One of the most frequently asked questions about tornadoes during 2008 was “How many tornadoes have there been this year?” As with many of the questions we get, it sounds like a simple question that should have a simple answer but, unfortunately, it’s not.
First, it’s important to understand how tornado information is collected. Reports come into local National Weather Service Forecast Offices from a wide variety of sources (trained spotters, emergency personnel, the media, the general public.) Those reports get put out relatively quickly and form the basis of the preliminary, so so-called “rough”, log of tornadoes. As time goes on, more reports may come in, increasing the count, but the local Warning Coordination Meteorologist (WCM) may also find that some of the reports are of the same tornado, lowering the count. Within a couple of months of the end of the month, the WCM submits a list of tornadoes that the National Climatic Data Center and the National Weather Service’s Storm Prediction Center’s WCM go through and make sure that tornadoes that cross from one office’s area of responsibility into another office’s area only get counted once and do some quality control. Eventually, this produces the final, or “smooth”, log of tornadoes. Asking the question “How many tornadoes have there been this year?” right after an event gives us the problem of only having the preliminary data avaiable. Answering someone’s question with “Ask us again in a few months” is not usually seen as satisfactory by the questioner.
The approach we’d like to take is to look at the historical relationship between preliminary reports and final reports. In general, our naive expectations would be that there might be increases from the preliminary log to the final log on days with very few, if any preliminary reports, and there might be decreases on days with long-track tornadoes that might be reported many times. Which effect wins out, and by how much?
In the spring of 2008, we started looking at this question in detail and started by looking at monthly and annual totals. The ratio of the final total to the preliminary total for each month from January 1998 to November 2008 with at least 30 preliminary reports is shown in red in the figure below. A running annual total for the next twelve months is shown in black.
The result was surprising. A rather sudden change took place in early 2006. Prior to that, the final log tended to have about 10% more tornadoes than the preliminary log. The ratio had, perhaps, trended slightly downward, but starting in March 2006, it dropped precipitously, such that for 2007 and 2008, there were 20% fewer tornadoes in the final log than in the preliminary log. This, obviously, was a huge change and meant that our intuition of what the preliminary log meant in terms of the number of tornadoes was wrong.
We then looked at the differences on a day by day basis. The figure below shows the change from preliminary to final tornado count as a function of the preliminary count. As we might expect, there’s not much difference on the “small” days and some of those have more in the final than in the preliminary and some have fewer. For “big” days, the final log tends to have fewer. We broke things down in the periods 1998-2005 and 2006-2008. Linear regression lines are shown as dashes for each of the two periods. For the early period, for 100 preliminary reports, the final total, on average, was about 10 lower. For the later period, it was about 30 lower. Only once in that three-year period did a preliminary count of at least 40 end up with more in the final count. In the earlier period, that was a common event. The effect on the 2008 totals was that, instead of adding about 200 tornadoes from the preliminary to the final totals, you had to subtract more than 400!

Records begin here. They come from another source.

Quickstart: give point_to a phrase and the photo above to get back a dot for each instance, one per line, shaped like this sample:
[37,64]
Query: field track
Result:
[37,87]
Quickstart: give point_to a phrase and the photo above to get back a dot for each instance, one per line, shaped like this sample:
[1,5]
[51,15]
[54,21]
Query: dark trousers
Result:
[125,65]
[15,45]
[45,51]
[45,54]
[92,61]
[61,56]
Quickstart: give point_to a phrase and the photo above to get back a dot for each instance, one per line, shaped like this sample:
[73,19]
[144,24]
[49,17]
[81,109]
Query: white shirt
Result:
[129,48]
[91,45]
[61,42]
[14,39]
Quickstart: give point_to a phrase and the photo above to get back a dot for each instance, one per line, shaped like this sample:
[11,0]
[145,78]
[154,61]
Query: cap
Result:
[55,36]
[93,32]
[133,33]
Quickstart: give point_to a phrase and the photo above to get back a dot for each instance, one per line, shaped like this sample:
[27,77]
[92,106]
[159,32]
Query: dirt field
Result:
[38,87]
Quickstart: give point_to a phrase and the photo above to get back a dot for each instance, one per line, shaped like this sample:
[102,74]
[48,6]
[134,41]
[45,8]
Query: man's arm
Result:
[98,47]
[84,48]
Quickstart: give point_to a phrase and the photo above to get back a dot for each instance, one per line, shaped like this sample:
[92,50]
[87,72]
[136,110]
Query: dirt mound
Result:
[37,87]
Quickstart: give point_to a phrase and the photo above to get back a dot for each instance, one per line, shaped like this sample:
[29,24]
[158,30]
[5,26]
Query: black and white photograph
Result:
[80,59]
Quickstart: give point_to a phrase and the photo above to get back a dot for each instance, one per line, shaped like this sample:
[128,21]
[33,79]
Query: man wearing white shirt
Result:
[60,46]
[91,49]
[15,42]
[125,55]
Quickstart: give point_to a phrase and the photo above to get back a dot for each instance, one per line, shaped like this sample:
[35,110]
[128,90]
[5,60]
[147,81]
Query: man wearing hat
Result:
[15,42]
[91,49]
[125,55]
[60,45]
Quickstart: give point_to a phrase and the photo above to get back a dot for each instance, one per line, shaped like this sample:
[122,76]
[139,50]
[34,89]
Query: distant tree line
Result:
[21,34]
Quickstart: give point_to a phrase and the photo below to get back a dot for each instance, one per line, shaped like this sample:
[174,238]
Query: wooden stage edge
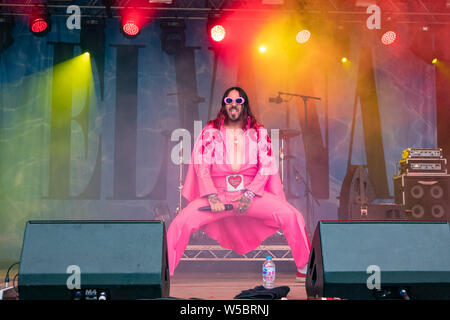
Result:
[221,286]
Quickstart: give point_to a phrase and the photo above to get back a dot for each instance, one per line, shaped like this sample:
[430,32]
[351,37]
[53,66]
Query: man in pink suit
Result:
[232,162]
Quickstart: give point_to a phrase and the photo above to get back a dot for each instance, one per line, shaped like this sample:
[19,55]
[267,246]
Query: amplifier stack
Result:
[423,184]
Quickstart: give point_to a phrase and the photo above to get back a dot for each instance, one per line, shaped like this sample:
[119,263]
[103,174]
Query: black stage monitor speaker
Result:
[90,260]
[426,197]
[380,260]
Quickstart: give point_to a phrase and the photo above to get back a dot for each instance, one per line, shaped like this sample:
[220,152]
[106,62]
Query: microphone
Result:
[208,208]
[277,100]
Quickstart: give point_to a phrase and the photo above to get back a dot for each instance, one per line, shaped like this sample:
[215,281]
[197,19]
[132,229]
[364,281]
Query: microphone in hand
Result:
[228,207]
[277,99]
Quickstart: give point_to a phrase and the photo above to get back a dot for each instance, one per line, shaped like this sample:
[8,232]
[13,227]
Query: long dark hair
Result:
[246,112]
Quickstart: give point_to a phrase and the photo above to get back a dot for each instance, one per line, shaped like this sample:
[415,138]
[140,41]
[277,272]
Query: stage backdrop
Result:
[88,136]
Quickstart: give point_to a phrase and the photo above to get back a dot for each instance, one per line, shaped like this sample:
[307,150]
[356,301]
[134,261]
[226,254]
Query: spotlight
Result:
[173,37]
[92,41]
[131,22]
[215,28]
[130,28]
[388,38]
[40,23]
[6,26]
[218,33]
[303,36]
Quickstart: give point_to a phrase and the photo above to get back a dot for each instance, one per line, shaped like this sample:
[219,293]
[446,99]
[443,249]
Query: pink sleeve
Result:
[266,163]
[203,155]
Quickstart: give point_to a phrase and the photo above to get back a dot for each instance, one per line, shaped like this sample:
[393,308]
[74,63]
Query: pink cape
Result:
[239,233]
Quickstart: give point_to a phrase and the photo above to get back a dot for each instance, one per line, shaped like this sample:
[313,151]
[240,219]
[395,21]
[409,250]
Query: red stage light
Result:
[217,33]
[38,25]
[130,28]
[303,36]
[388,38]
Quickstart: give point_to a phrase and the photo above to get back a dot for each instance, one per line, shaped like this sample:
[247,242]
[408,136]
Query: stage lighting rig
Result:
[215,29]
[173,36]
[6,26]
[388,32]
[40,22]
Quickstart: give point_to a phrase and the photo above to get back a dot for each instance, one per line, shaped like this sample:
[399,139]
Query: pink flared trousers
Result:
[239,232]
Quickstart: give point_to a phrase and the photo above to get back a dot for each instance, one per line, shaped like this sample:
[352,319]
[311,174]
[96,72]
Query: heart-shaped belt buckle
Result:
[235,182]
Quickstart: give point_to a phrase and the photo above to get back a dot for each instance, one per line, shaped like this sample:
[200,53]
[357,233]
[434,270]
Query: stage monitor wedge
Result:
[365,260]
[90,260]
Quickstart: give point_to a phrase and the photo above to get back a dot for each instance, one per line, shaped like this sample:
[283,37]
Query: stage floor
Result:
[221,286]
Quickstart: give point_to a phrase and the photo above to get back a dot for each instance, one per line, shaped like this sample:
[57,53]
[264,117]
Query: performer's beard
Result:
[234,116]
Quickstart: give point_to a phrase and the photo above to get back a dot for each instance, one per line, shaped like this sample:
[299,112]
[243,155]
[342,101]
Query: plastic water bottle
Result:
[269,273]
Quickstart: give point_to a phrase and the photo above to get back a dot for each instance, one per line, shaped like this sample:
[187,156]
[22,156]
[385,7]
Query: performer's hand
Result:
[216,204]
[242,205]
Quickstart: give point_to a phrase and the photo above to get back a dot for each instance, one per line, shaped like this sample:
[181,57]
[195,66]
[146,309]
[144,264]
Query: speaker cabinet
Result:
[377,260]
[94,260]
[426,197]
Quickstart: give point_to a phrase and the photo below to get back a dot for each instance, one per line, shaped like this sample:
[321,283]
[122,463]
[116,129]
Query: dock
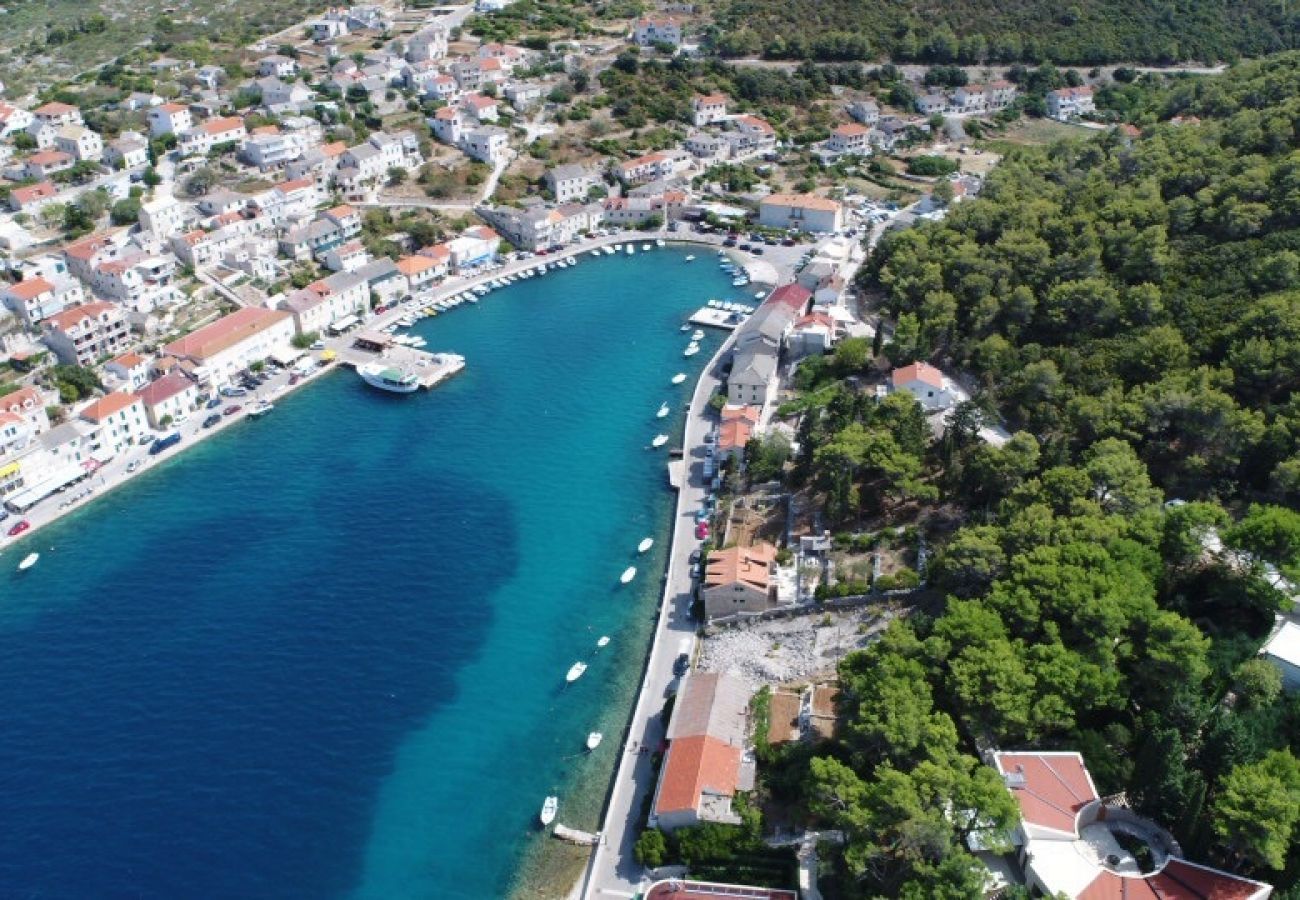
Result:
[713,317]
[429,368]
[575,836]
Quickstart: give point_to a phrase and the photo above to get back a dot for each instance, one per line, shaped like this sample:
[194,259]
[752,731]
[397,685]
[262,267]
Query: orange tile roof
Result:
[410,265]
[107,406]
[697,765]
[72,317]
[748,565]
[1056,786]
[53,108]
[30,289]
[21,399]
[733,435]
[923,372]
[801,200]
[226,332]
[37,191]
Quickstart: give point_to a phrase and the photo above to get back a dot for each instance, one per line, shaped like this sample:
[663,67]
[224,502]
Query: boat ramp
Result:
[428,368]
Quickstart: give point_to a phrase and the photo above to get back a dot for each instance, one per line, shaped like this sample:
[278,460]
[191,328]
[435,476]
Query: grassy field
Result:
[1036,133]
[48,40]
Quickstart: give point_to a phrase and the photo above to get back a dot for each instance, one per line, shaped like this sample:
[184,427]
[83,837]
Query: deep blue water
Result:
[323,653]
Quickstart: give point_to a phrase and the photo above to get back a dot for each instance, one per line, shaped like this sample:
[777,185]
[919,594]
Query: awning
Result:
[345,323]
[286,358]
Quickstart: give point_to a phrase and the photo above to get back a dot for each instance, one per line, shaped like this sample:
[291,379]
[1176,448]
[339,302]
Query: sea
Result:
[323,653]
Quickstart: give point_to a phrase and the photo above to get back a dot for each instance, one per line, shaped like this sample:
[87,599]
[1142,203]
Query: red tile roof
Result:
[1051,787]
[923,372]
[693,766]
[107,406]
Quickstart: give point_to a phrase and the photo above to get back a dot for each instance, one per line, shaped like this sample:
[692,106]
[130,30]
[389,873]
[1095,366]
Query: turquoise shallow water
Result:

We admit we’re not entirely sure what happened in March 2006. A number of small changes in software for collecting reports were implemented about then, but it’s not clear if that’s enough to explain what happened. We plan to monitor the situation and use the regression from the recent data to estimate the final count, based on the preliminary count.
This is another example of how challenging it can be to deal with what seems to be a simple dataset. Caveat lector!